Red Lake China Clay Works, South Brent, Dartmoor National Park

Red Lake China Clay Works, South Brent, Dartmoor National Park

Drive the A30 through Cornwall and you'll see the impressive sky tips of the Cornish Alps or White Alps created by the local china clay works. Walk the moor above Plymouth and you'll look down on the huge china clay works at, among others, Shaugh Lake, Lee Moor and Whitehill Yeo. Smaller, more remote clay works can be found on the National Park's south plateau. The best known is Red Lake China Clay Works.

A lake is a stream or brook. Red Lake is a small stream feeding the River Erme. The clay works gets its name from this lake.

We've positioned Red Lake China Clay Works on Google maps so zoom in on the 'Satellite' setting to see its location.

Whilst it's remote, Red Lake China Clay Works is relatively easily accessible. It's a long walk but the routes you take aren't particularly challenging. The most obvious route is the trackbed of Red Lake Railway. The Two Moors Way follows this. Because the trackbed is solid, you'll often see people mountain biking to Red Lake China Clay Works.

Other routes to Red Lake China Clay Works include what the Ordnance Survey Explorer OL28 'Dartmoor' map calls the Abbot's Way. It's a great walk from Shipley Bridge. You can also walk in from Ryder's Hill via Huntingdon Warren and the Heap of Sinners although it's boggy. The path marked on the Ordnance Survey Explorer OL28 'Dartmoor' map across Naker's Hill is another option. Again, very boggy. We've also wandered up from Stall Moor Stone Row via Erme Pound.

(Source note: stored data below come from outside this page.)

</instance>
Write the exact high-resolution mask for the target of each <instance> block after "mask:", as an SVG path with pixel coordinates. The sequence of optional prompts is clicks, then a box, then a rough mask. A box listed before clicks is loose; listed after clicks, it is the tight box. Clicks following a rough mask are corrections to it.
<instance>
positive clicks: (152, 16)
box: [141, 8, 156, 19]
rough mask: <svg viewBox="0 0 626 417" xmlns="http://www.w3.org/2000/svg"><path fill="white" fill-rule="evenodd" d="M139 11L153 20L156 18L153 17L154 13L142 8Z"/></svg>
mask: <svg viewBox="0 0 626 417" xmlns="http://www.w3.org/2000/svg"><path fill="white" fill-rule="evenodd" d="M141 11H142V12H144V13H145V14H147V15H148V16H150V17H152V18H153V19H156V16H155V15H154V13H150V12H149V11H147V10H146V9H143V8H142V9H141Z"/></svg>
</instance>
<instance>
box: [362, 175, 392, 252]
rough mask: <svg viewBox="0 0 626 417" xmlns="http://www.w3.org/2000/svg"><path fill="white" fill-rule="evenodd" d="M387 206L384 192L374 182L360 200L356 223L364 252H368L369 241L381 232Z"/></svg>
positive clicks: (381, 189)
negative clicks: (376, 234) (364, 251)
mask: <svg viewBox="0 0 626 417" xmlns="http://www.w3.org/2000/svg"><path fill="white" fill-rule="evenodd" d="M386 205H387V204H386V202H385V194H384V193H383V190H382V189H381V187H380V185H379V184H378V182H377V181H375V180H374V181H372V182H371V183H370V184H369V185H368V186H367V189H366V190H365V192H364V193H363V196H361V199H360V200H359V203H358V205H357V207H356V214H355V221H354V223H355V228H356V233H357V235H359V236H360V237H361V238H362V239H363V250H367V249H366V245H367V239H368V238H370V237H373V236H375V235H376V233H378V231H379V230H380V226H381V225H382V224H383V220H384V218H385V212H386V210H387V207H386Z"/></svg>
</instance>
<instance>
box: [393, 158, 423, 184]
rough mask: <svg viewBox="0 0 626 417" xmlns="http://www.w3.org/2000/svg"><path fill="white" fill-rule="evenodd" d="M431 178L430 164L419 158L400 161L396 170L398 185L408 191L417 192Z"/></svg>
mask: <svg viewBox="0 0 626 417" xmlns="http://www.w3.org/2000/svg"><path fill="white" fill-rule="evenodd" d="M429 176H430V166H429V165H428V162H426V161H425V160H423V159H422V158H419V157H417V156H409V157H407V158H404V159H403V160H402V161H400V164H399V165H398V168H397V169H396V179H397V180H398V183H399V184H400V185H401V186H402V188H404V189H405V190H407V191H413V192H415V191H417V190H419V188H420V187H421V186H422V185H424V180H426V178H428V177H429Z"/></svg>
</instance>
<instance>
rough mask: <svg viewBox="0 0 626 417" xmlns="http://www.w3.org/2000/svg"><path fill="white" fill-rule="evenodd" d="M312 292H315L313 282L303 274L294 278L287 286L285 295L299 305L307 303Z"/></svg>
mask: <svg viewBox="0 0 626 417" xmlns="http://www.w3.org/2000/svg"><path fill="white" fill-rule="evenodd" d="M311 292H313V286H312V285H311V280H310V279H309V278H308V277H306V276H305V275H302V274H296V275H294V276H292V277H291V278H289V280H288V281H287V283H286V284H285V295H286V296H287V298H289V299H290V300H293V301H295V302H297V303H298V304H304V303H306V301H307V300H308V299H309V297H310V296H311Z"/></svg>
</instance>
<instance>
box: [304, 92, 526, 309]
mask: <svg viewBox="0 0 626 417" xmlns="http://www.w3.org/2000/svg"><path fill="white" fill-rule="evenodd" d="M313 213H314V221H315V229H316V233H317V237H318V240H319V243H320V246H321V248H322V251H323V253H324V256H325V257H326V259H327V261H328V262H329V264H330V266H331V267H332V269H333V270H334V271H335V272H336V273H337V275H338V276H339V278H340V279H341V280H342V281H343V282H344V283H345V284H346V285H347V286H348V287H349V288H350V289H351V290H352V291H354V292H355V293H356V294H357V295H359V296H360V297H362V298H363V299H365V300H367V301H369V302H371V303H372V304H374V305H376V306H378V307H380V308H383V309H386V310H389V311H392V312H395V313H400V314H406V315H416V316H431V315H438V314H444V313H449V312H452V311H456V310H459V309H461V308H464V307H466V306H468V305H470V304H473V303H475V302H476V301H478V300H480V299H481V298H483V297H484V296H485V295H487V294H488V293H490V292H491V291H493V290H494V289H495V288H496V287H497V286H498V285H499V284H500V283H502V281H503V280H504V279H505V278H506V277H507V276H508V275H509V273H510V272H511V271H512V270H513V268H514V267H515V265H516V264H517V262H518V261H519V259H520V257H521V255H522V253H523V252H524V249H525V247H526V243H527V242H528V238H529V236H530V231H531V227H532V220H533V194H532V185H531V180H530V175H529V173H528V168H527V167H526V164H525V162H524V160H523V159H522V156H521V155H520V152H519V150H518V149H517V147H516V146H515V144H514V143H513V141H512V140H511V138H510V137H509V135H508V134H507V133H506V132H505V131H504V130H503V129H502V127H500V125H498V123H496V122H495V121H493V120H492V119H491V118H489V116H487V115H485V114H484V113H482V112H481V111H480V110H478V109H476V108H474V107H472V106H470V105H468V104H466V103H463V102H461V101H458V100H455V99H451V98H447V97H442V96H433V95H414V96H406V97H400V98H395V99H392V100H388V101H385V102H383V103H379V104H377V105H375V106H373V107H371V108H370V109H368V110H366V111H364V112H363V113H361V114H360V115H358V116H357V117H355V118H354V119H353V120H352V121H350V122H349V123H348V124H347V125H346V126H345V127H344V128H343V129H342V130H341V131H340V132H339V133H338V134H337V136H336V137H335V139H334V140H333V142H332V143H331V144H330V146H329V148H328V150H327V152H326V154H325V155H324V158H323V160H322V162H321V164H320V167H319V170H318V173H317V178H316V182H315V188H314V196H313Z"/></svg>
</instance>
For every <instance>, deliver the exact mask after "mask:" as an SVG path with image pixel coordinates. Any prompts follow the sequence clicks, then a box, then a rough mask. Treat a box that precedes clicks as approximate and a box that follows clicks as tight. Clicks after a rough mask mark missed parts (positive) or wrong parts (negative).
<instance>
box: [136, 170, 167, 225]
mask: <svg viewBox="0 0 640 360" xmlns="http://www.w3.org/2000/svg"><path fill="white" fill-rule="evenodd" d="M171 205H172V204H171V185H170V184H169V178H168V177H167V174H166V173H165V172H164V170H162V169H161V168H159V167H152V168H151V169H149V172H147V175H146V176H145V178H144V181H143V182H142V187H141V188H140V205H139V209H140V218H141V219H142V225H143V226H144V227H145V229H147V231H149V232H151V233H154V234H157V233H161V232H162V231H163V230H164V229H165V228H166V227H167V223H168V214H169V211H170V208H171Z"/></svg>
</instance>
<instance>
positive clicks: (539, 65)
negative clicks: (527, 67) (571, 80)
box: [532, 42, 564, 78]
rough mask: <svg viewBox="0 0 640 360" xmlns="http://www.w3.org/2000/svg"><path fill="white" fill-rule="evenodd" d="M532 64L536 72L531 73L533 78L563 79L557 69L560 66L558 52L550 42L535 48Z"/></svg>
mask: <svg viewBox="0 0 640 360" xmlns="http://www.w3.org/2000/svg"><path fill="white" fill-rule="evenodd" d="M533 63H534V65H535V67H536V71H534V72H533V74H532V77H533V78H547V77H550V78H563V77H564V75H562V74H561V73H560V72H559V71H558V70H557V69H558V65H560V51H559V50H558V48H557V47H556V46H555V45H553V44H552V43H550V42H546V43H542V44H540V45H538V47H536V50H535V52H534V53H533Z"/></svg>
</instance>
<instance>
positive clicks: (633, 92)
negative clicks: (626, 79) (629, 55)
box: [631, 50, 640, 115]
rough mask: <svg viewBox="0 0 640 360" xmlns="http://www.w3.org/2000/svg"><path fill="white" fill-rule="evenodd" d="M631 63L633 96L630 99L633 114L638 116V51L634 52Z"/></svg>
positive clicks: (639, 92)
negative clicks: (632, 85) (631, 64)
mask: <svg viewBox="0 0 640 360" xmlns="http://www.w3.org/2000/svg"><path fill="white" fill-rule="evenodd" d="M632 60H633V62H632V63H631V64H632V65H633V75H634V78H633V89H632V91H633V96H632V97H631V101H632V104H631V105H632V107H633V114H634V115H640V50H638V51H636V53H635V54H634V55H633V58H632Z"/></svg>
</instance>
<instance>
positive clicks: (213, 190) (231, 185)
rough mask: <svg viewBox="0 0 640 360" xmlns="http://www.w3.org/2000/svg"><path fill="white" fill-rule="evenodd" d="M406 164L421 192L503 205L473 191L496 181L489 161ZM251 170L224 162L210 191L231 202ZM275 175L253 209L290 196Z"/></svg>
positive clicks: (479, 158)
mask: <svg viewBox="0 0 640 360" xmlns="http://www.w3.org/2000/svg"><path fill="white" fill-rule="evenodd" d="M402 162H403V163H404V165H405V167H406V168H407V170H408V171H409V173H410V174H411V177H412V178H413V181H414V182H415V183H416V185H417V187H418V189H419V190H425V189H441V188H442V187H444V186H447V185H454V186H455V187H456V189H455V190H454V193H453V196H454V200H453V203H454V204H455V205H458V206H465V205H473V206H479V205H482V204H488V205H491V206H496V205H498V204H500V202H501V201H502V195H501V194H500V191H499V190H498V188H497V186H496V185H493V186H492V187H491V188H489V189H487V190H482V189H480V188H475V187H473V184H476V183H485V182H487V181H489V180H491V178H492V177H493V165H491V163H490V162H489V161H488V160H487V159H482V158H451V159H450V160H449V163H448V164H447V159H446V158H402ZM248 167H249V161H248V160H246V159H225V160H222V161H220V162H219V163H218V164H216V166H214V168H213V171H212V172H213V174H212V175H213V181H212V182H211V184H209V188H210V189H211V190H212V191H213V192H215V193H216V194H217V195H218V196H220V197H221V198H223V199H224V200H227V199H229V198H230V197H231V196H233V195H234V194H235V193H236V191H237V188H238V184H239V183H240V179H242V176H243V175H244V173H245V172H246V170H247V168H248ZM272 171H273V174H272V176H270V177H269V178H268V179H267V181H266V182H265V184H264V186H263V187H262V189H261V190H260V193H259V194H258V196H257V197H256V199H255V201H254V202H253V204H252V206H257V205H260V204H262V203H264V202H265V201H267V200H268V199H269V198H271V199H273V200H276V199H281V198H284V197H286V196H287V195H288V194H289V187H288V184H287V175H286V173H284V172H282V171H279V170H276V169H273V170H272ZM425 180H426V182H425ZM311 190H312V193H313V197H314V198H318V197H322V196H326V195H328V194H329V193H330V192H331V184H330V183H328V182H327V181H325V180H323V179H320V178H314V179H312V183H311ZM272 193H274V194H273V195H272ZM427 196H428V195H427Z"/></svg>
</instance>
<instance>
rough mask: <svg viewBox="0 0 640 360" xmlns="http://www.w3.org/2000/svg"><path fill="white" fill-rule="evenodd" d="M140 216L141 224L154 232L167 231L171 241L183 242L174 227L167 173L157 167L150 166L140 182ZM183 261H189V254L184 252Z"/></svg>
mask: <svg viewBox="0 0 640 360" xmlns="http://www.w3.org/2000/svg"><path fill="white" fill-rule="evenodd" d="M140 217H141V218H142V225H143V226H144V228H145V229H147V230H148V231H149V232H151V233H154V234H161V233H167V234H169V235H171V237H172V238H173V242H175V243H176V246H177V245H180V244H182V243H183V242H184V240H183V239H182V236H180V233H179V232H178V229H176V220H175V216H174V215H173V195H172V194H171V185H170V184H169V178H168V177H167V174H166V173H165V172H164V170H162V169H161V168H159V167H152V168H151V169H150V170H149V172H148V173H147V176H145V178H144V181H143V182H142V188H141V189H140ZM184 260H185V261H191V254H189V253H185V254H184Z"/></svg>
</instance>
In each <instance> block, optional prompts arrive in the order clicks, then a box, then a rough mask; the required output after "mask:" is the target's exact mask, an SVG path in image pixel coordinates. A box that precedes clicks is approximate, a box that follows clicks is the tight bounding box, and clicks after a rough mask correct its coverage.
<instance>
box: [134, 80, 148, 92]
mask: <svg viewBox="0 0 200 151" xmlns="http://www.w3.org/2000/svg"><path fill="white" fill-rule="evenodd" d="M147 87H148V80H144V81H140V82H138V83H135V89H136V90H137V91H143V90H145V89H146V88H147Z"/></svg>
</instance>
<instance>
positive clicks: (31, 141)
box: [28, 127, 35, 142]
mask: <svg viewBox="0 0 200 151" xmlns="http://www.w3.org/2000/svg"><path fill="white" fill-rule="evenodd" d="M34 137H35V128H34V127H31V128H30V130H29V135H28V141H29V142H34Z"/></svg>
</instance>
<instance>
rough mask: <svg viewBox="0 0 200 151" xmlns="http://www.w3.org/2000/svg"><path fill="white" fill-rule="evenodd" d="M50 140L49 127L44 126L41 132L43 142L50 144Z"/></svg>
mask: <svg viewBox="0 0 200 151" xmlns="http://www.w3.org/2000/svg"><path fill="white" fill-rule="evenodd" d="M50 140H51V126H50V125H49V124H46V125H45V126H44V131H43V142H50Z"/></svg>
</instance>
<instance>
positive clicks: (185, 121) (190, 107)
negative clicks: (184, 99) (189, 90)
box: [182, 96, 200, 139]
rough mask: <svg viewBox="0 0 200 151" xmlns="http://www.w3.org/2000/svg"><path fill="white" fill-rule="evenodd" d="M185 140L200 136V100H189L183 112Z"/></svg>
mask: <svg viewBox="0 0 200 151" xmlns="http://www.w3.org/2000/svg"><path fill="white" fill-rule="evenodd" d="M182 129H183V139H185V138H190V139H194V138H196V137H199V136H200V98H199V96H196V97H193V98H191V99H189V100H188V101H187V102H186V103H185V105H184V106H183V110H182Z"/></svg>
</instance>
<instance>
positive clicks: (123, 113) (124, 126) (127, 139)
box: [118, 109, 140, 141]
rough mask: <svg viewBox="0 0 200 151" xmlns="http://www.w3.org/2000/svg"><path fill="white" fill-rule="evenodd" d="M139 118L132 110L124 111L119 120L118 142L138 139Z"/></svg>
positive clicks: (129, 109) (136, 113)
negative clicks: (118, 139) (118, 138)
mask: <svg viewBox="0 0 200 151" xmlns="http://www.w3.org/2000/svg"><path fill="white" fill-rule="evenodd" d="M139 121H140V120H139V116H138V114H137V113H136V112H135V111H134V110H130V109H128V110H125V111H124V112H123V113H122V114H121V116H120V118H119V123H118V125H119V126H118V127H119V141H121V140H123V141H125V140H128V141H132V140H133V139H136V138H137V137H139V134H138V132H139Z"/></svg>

Note that there are other clay works here. Further down Red Lake Railway is Left Lake China Clay Works. There's also Petre's Pit.

Red Lake was worked between 1913 and 1932. Left Lake was worked in the 1920s and, moving back in time, the nineteenth century. Petre's Pit was also worked in the nineteenth century. There are old peat works in the Red Lake area.